I\'ve always been curious about pitchers who don\'t carry their good stuff over to pro ball, like Detwiler and Moskos. Is it just one of those things that can happen to any pitcher, or is there a warning sign in their past that we missed?
What exactly does \"aiming pitches\" mean, and why is that bad? I\'ve heard the term before but never quite grasped how that was different from how pitchers normally commanded their pitches. I assume in scouting it has some other sort of connotation.
It\'s more of focusing on hitting a particular spot rather than letting a pitch do its stuff. If a guy is aiming, usually it means he\'s taking some off and focused only on control, removing some of the movement and velocity.
Detwiler had a letdown year for sure, but his last 10 starts seemed to be a small step in the right direction: 55 ip 58 h 17 bb 48 k 3.60 era
I am not sure you are being fair to Tejeda - he was \"explicably overmatched\" but at his age is that really two steps back?
I am not a scout ... but damn, I was right on Bailey.
Rasmus was seen by most scouts as a consensus Top 10 talent last year. How far back do you feel he has regressed if any at all?

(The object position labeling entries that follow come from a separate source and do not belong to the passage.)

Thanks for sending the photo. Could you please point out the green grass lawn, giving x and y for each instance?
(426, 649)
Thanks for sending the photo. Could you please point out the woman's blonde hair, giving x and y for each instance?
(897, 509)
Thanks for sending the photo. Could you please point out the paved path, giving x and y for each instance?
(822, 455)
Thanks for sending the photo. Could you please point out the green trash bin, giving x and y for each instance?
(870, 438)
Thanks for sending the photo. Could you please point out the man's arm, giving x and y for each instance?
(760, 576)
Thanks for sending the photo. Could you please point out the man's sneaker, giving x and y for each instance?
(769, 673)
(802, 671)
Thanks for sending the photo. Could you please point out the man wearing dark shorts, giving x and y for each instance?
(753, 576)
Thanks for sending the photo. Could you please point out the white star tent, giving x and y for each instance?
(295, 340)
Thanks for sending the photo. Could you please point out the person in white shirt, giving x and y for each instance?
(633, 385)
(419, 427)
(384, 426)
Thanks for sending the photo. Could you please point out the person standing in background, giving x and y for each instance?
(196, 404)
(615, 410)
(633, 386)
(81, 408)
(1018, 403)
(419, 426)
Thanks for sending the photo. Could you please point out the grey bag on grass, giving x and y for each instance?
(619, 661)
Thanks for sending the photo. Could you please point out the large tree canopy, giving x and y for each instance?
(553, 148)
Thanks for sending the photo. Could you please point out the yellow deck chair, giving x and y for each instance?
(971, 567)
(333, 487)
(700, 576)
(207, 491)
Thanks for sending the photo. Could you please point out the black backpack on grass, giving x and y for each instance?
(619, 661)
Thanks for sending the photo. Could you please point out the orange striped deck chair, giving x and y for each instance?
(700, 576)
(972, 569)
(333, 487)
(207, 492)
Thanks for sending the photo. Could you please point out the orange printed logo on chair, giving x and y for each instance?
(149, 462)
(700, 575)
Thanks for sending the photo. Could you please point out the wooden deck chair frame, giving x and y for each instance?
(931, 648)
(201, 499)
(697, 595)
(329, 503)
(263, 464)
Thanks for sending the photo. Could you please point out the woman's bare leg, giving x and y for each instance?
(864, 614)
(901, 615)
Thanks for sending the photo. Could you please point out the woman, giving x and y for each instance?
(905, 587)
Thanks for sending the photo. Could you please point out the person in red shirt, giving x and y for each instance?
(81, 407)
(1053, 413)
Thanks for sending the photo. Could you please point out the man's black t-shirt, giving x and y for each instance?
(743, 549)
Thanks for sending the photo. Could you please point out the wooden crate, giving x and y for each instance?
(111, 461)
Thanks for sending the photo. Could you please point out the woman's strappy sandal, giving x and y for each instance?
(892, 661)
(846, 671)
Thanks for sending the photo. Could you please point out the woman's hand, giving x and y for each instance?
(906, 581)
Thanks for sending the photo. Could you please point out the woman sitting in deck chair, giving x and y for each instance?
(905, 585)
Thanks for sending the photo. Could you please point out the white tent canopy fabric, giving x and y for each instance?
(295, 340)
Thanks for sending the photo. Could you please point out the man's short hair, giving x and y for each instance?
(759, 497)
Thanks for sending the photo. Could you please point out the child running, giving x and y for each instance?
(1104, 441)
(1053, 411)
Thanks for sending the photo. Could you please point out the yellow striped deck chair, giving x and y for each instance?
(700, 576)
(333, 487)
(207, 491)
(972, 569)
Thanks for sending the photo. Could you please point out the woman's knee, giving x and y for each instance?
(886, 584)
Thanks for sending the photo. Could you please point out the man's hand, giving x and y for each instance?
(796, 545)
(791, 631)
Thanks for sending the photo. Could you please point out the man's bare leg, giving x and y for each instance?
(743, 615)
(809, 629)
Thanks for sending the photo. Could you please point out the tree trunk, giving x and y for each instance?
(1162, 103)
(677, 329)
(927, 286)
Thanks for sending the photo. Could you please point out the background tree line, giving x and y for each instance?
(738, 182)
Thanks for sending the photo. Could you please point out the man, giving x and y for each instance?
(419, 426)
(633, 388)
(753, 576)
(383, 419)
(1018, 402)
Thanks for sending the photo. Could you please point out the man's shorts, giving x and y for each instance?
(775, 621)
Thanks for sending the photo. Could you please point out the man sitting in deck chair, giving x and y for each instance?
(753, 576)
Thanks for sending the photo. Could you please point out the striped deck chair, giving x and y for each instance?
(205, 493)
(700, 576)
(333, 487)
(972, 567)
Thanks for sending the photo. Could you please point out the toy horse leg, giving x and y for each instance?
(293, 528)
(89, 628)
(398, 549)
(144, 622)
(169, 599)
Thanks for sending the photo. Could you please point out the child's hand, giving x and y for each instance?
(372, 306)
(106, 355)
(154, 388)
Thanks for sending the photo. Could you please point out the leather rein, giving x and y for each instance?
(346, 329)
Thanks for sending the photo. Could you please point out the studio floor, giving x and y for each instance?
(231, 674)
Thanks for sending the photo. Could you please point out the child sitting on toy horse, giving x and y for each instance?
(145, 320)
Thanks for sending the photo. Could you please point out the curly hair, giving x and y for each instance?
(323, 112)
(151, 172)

Bailey appears to be a textbook case of how makeup matters. He\'s young, but I assume the stuff is still there in theory. Can he put it back together?
I think you\'re oversimplifying Joe Savery\'s season a bit. His ERA by month: 2.92 7.56 4.88 3.45 2.76 Overall, he was 2-7, 4.69 in 78.2 IP in the first half; 7-3, 3.52 in 71.2 IP after the break. Looking at his splits a little more, what jumps out is the 0.87 ERA with bases empty, 7.18 with runners on. I didn\'t see him pitch this year, but it seems like a reasonable guess that some of that is composure, and some of it is luck. He seems like a decent #3 or #4 starter in the making; if that\'s the Phillies\' biggest disappointment in the system this year, I\'m pretty happy.
How do you figure ERAs with bases empty or with runners on, and wouldn\'t everybody\'s ERA be monumentally higher with runners on if you could figure it out?
Exactly, ERA with the bases empty would just seem to be \"how many solo HRs did this guy give up?\"
I agree with Morales being Colorado\'s biggest dissapointment, but am wondering what you think of Jason Hirsh? I know he was hurt, but how much do you think that came into play for 2008?